Suggestion: Fill in the description with the why, link any tracking issue, and note how the pipeline was validated end to end (e.g. a dry-run in a fork/test repo). Even "couldn't fully exercise X because it needs the configured release environment" is useful to state explicitly.

[github-actions]

Assessment: Request Changes

Well-structured release pipeline with a genuinely thoughtful security model — the workflow_call trust invariant (fork rejection + fork-PR/cross-repo ref shape checks in validate-call-ref, plus the auth-skip justification) is documented carefully and reasons about the right threats. The SHA-pinning and atomic gh release create --target approach are also nice. A few correctness/operational gaps are worth resolving before merge.

Review themes

• Publish-gate mismatch (most important): This pipeline allows arbitrary semver / major bumps, but python-pypi-publish-on-release.yml only fires for python/v1. — a Python major would tag + release but silently skip PyPI. Either align the gate or reject it loudly here.
• Missing setup doc: RELEASE_WORKFLOW_SETUP.md is referenced but absent; the required environments/reviewers/branch restrictions are prerequisites for the pipeline to work.
• Approval cost on dry runs: approve-release runs even for dry runs (the default), burning two reviewer approvals and conditioning reviewers to rubber-stamp.
• Operational hardening: no timeout-minutes on the Bedrock/integ-bearing jobs; advisory bump isn't validated against its documented value set.
• PR hygiene: description is the unfilled template — no why, no linked issue, no note on how the security-sensitive workflow_call change was exercised.

The security thinking behind the workflow_call entry point is the strongest part of this PR — nicely done.

[github-actions]

Re-review after force-push (a833c83) — thanks for the update. I diffed the new commit against the prior one; the code for all five outstanding items is unchanged, so the earlier review still stands:

• ⚠️ Setup doc: thread was marked resolved, but RELEASE_WORKFLOW_SETUP.md is still missing and release.yml:28 still references it.
• 🔄 Publish-gate mismatch (most important): scan-commits still has no guard against Python majors, while python-pypi-publish-on-release.yml only fires on python/v1..
• 🔄 Dry-run approvals: approve-release still lacks if: inputs.dry_run != true.
• 🔄 bump validation: draft-release-notes.py:159 still writes the model value unchecked.
• 🔄 Timeouts: no timeout-minutes on any job.

Happy to dig into any of these if a recommendation is unclear — assessment remains Request Changes until the publish-gate and setup-doc items are addressed.

[github-actions]

Re-review after 5c53369 — all blocking items are resolved. 🎉

Prior finding	Status
Publish-gate mismatch (Python major silent no-op)	✅ scan-commits now rejects python major >= 2 loudly with a message pointing at the v1. gate
Dangling RELEASE_WORKFLOW_SETUP.md reference	✅ Reference removed; setup checklist inlined into the release.yml header
Dry-run burning reviewer approvals	✅ approve-release now gated by if: inputs.dry_run != true
PR description was the unfilled template	✅ Thorough description with the why, per-step rationale, security model, and an explicit note on what can't be exercised until the environments exist

Two optional, non-blocking nits remain — neither needs to hold up merge:

• bump validation (draft-release-notes.py:159): the model value is still written to bump.txt unverified.

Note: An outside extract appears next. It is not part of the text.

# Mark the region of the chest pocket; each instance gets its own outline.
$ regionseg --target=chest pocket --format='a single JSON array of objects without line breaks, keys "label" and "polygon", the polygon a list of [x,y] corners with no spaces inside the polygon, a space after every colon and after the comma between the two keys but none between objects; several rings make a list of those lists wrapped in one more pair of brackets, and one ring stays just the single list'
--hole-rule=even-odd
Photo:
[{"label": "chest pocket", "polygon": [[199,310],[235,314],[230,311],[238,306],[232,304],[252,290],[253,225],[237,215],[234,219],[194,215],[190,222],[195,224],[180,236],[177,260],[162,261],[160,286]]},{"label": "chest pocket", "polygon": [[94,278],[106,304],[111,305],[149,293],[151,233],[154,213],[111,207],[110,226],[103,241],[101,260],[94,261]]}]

Advisory-only, so low risk; a one-line if bump not in {"major","minor","patch"}: bump = "unknown" would keep it honest with the docstring.
• timeout-minutes: still absent on the Bedrock/integration jobs. A safety cap would prevent a hung run from holding resources, but it's a hardening nice-to-have.

Assessment: Approve — the publish-gate fix in particular turns the most dangerous failure mode into an explicit error. The two remaining nits are yours to take or leave.

[github-actions]

Issue (Critical): This wheel will be built with the wrong version, and 8ef8cb0 now publishes that wheel to PyPI.

strands-py/pyproject.toml uses hatch-vcs ([tool.hatch.version] source = "vcs", tag_regex = "^python/v(?P<version>.+)$"), so the version is derived from git describe --match "python/v*". But in the new pipeline:

1. create-gh-release (which creates the python/vX.Y.Z tag) runs last, after publish-pypi.
2. This checkout uses the default shallow depth with no fetch-tags: true.

So at python -m build time the only reachable tag is the previous release, and hatch-vcs produces a dev/post version like 1.3.1.dev5+g<sha> — never the maintainer's typed inputs.version. That mis-versioned wheel is exactly what py-inspect → publish-pypi uploads.

Suggestion: Tag-last ordering is fundamentally incompatible with VCS-derived versioning. Either create the tag on the pinned SHA before the build/publish jobs (then build from the tag with fetch-tags: true), or inject inputs.version explicitly at build time (e.g. SETUPTOOLS_SCM_PRETEND_VERSION / HATCH_VCS_PRETEND_VERSION-style override) so the wheel carries the intended release version. Worth validating end-to-end with a dry build that asserts strands.__version__ == inputs.version.

[github-actions]

Issue (Critical): This publishes strands-ts with the wrong version. strands-ts/package.json has "version": "0.0.1-development", and the new in-pipeline pack/inspect/publish path (ts-package-pack → ts-inspect → publish-npm) has no step that sets the release version into package.json before npm pack.

The old typescript-npm-publish-on-release.yml had an explicit npm version "$VERSION" --no-git-tag-version step (lines 94–99) precisely for this — that step has no equivalent in the new flow. As written, npm publish would push the literal 0.0.1-development tarball (or fail/collide), and the maintainer's typed inputs.version never reaches the published package.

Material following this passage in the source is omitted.